There’s only one way to initiate a transfer of your 401k assets to your new rollover IRA, and that’s through your former employer. Most employers provide information about requesting 401k distributions upon termination of employment. But, if you don’t receive this information, a good place to find it is your former employer’s human resources department.

The 401k distribution request form will typically list at least three basic benefit payment options: lump sum, rollover, and annuity payout. The rollover choice is often worded something like this: “Direct rollover of my vested account balance to the IRA designated in section X below.”

You’ll then provide the name and contact information of the brokerage firm or mutual fund company where you opened your rollover IRA, along with the account number.

The other sections of the form will ask for things that you already know, such as your name, date of birth, Social Security number, address, and so on. You’ll also need to sign and date the 401k rollover form.

4. Research Investments

After you’ve submitted your 401k rollover paperwork, it’ll probably take at least a few weeks before you’ll see the assets hit your rollover IRA. While your request is being processed, it’s a great time to search for the best investments to hold in your rollover IRA.

Fortunately, we’ve put together a few useful articles, such as 7 Best Funds for a New Rollover IRA Portfolio and 10 Stocks to Buy for Your Rollover IRA, to get you started.

You might also try online research tools at Morningstar.com or LipperLeaders.com.

It’s often helpful to use the tools provided by the brokerage firm or mutual fund company where you established your new rollover IRA. You’ll need to verify that the investments you choose are offered there, and you’ll want to find out if there are any transaction fees to trade those respective securities.

When doing your research, keep in mind that it is generally better to hold investments such as bonds, bond mutual funds, and dividend-paying stocks (all of which kick off interest or dividends) in your rollover IRA, and to keep more tax-efficient holdings such as growth stocks and index funds in your taxable account, if applicable.

5. Purchase Your Selected Investments

This is another step in starting up a new rollover IRA that appears to be a no-brainer, but you have a few choices about how to purchase your new investments.

When investing a large sum of cash, consider economies of scale and the timing of purchases. For example, if you’re buying mutual funds at Vanguard, it might be wise to consider cheaper share classes of the best funds. Vanguard’s Admiral share class funds typically require a $10,000 minimum initial investment, but they charge lower expenses than their Investor share class counterparts.

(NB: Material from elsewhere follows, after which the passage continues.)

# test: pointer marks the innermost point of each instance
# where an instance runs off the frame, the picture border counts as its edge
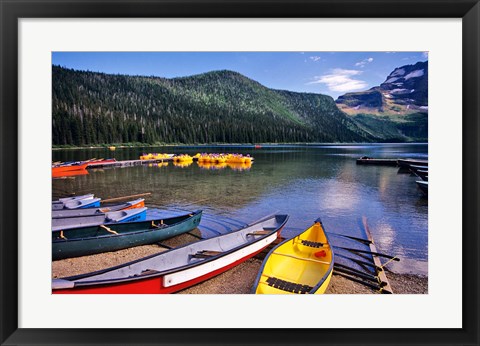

You get the same funds, but they’re cheaper and, therefore, more beneficial in the long run.

As for the timing of purchases, you can choose to buy all of your investments immediately or dollar-cost average into them over a select period of time. Which is best for you? Generally speaking, if you don’t plan on withdrawing from your rollover IRA for at least 10 years, buying all of your investments immediately can be advantageous.

On the other hand, if you’re about to retire, and if the market is bouncing around multi-year highs, you might want to consider a dollar-cost averaging strategy of buying equal increments or shares of your investments over the course of a year or 18 months. This can reduce market risk, but it can also backfire if the market keeps climbing as you make purchases, and then falls dramatically after your DCA period is over.

In the interest of our theme of simplicity, and in applying the great investing virtue of humility, it may be best to stick to the timeless wisdom of diversification and forget about trying to time the market altogether.

Kent Thune is the owner of a privately held investment advisory firm in Hilton Head Island, SC. Under no circumstances does this information represent tax advice or a recommendation to buy or sell securities.